Companies in Canada are benefiting from the fact that the banks upon which they rely for capital markets coverage and mergers & acquisition advisory services are in a much stronger position than those in other markets, according to the results of the most recent Greenwich Associates Canadian Investment Banking Research Study.
Simply put, Canadas banks are stronger than some of their counterparts in the United States and Europe because they were not as heavily exposed to the mortgage business or structured products, says Peter Kane, Toronto-based Greenwich Associates consultant.
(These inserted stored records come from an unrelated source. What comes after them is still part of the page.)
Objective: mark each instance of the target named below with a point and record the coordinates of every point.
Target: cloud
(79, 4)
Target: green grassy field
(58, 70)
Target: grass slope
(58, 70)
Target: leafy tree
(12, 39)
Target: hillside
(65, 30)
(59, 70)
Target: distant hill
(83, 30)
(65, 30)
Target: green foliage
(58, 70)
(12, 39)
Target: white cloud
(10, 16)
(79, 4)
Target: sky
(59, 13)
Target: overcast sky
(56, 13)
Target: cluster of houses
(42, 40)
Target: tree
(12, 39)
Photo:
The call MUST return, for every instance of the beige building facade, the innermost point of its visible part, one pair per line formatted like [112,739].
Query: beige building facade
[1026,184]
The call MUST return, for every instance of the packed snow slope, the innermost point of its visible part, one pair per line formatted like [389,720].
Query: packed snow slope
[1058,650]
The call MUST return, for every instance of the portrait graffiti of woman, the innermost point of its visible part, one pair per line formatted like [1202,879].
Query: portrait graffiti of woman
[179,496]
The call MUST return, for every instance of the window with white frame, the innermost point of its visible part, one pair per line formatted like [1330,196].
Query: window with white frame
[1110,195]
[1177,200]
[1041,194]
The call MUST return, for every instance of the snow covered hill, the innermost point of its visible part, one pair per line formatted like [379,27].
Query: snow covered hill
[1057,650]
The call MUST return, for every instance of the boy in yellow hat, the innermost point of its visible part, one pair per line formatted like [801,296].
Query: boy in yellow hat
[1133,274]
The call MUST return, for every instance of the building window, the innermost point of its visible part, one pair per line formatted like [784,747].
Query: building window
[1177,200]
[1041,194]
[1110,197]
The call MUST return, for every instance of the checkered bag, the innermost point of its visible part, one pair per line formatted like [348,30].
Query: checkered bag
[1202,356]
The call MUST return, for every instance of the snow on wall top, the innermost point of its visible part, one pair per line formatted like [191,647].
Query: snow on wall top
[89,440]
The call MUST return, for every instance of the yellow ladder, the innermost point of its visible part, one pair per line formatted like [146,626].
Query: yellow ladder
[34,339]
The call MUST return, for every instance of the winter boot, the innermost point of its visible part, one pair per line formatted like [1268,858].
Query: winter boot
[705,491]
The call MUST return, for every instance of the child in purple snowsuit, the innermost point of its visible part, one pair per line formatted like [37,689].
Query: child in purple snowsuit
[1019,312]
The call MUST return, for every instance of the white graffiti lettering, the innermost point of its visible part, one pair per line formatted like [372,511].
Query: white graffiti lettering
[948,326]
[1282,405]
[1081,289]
Because their balance sheets are not as loaded down with assets of deteriorating value, the banks that Canadian companies rely on for credit, capital markets services and M&A advice have not faced the same capitalization crisis that has brought the U.S. banking system to its knees.
In the United States, the landscape of banks and investment banks available to companies in need of capital and other financial services has been altered by a dramatic series of events, most notably the collapse of Lehman Brothers and the crisis-induced acquisitions of Bear Stearns, Merrill Lynch and Wachovia. Also yet to come: Stricter government regulation of the banking sector and the potential for greater Congressional influence over the business practices of banks that participated in the national rescue program.
With Canada having much earlier moved to the universal banking model (i.e., bank-owned dealers), it has not suffered from this type of forced consolidation and historic government intervention. As a result, the competitive landscape of banks servicing Canadian companies has to this point remained relatively unchanged through the crisis.
Most Canadian companies used one or more of the Big Five Canadian universal banks as their primary providers of capital markets and mergers & acquisitions advisory services prior to the current market turmoil and these relationships are likely to persist through the crisis.
RBC Capital Markets, CIBC World Markets, TD Securities, Scotia Capital, and BMO Capital Markets are each cited as an important M&A advisor by between 30% and 42% of large Canadian companies. These banks are also closely matched in quality ratings from corporate clients.
Our research shows that companies have been quite satisfied with the quality of service provided by these banks over the past 12 months in terms of M&A specialist capability, idea flow, and execution quality, principally for domestic Canadian M&A says Jay Bennett. So unless there are some dramatic events yet to come in the global banking crisis, we do not expect companies to make major changes to their rosters of M&A advisors.
When it comes to equity capital markets, Canadian companies again rely primarily on the Big Five Canadian banks. Of these, RBC Capital Markets is viewed as delivering by far the highest quality service in equity capital markets origination, followed by BMO Capital Markets, Scotia Capital and CIBC World Markets.
These ratings take into account more than just pure equity origination quality. Because the companies participating in our research are generally well established firms with significant outstanding floats, they also take into account distribution capabilities and the quality of a banks equity research coverage, says Jay Bennett.
The Big Five Canadian banks are each used by between 40% and 55% of Canadian companies for debt capital markets service, with RBC Capital Markets cited most frequently as an important provider, followed by Scotia Capital. Companies also give these two firms the markets highest ratings for debt capital markets quality.